Until the curriculum is changed, I think we'll be stuck with contrived examples from algebra, trig, and calculus. Also, I agree that we need some basic arithmetical numeracy like finding areas/volumes, and understanding arithmetic operations. However, I think that Algebra/Trig/Calculus sequence is really best left for students who will be doing STEM.

I'd really, really, like the general ed math to focus more on asking quantitative questions and being skeptical of numbers. I think that number-phobia is manifested by people either trusting or mis-trusting an argument simply because it has numbers. They've never been given the confidence to "challenge the teacher or the numbers", which is what you need for correct quantitative reasoning.

Imagine students leaving after spending four years honing their ability to deconstruct a quantitative argument in a newspaper, to question a politicians statements, to be able to appreciate clinical research, to incorporate uncertainty and risk properly in their lives...that would be something!

Another reason, I think, is how mathematics is typically graded. Do 20 problems, get red Xs through 7 of them, you earn a D.
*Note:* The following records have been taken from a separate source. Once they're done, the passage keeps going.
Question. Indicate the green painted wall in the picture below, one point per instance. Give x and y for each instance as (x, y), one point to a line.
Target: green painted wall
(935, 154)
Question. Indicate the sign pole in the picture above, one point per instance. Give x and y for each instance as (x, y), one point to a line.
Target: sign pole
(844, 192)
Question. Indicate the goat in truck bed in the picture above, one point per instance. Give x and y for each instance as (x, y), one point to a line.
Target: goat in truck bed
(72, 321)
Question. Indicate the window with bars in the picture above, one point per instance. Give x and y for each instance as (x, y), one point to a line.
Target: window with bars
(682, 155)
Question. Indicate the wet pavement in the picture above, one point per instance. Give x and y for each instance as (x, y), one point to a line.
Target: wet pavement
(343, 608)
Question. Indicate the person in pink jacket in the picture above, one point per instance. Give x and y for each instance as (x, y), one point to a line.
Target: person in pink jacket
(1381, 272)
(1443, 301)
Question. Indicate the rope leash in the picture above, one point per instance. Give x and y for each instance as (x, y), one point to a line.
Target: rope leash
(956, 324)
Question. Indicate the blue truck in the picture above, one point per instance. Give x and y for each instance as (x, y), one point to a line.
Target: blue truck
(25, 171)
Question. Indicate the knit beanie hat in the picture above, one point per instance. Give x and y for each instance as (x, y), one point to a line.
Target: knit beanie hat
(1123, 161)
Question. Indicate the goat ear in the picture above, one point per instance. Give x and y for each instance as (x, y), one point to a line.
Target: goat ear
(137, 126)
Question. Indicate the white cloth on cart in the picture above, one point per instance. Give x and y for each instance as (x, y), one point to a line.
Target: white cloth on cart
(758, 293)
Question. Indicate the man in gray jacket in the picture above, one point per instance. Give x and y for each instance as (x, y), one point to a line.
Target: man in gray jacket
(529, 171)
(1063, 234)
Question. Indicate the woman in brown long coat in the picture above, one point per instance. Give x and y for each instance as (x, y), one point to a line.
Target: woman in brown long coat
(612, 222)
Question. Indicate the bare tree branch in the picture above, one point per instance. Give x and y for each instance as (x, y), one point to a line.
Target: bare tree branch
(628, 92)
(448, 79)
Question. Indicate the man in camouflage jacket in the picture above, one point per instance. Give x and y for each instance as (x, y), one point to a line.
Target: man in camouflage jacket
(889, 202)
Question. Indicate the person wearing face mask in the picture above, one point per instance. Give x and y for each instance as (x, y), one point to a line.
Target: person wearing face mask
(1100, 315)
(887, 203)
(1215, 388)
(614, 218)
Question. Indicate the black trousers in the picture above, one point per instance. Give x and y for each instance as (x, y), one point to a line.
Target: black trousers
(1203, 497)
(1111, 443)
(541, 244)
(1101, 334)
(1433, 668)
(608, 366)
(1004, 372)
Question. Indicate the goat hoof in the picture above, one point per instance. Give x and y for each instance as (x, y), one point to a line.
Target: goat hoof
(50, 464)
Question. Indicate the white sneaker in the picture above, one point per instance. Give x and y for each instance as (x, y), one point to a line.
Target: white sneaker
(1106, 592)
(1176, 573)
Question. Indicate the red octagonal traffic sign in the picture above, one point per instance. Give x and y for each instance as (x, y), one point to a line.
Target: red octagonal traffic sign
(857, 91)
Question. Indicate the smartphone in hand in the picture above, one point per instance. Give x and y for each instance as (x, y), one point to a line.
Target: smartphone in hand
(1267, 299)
Every time a student exposes some misunderstanding, they are punished. This is backwards: students should be rewarded for showing that they do not understand something, because this gives them an opportunity to grow. Since exposing misunderstanding is punished, students hide (even from themselves!) what they do not know. This leads to a death spiral of mathematical knowledge.

some months ago, on the Flemish radio, somebody mentioned another problem:

It's cool to be bad at mathematics

And face it, it's true: when people are coming on television and they are asked about their skills or knowledge, when they need to admit being bad at history, geography, languages or other basic knowledge, people openly feel bad about it.
But when admitting being bad at mathematics, people feel proud about it! In a television show, I remember having seen once following dialog between a locally famous person and the television host:

• Famous person: "I was actually not that bad at mathematics"
• TV host: "Really???" (as he meant "Aren't you ashamed for that???")

When popular persons (singers, artists) would start showing another attitude towards mathematics (not saying they were bad at it, or in case they were, showing real honest shame for it, or, when they were good at it, showing real pride for it), that would change the whole mindset about mathematics, the mentality around it might change and side-effects like math anxiety might be reduced.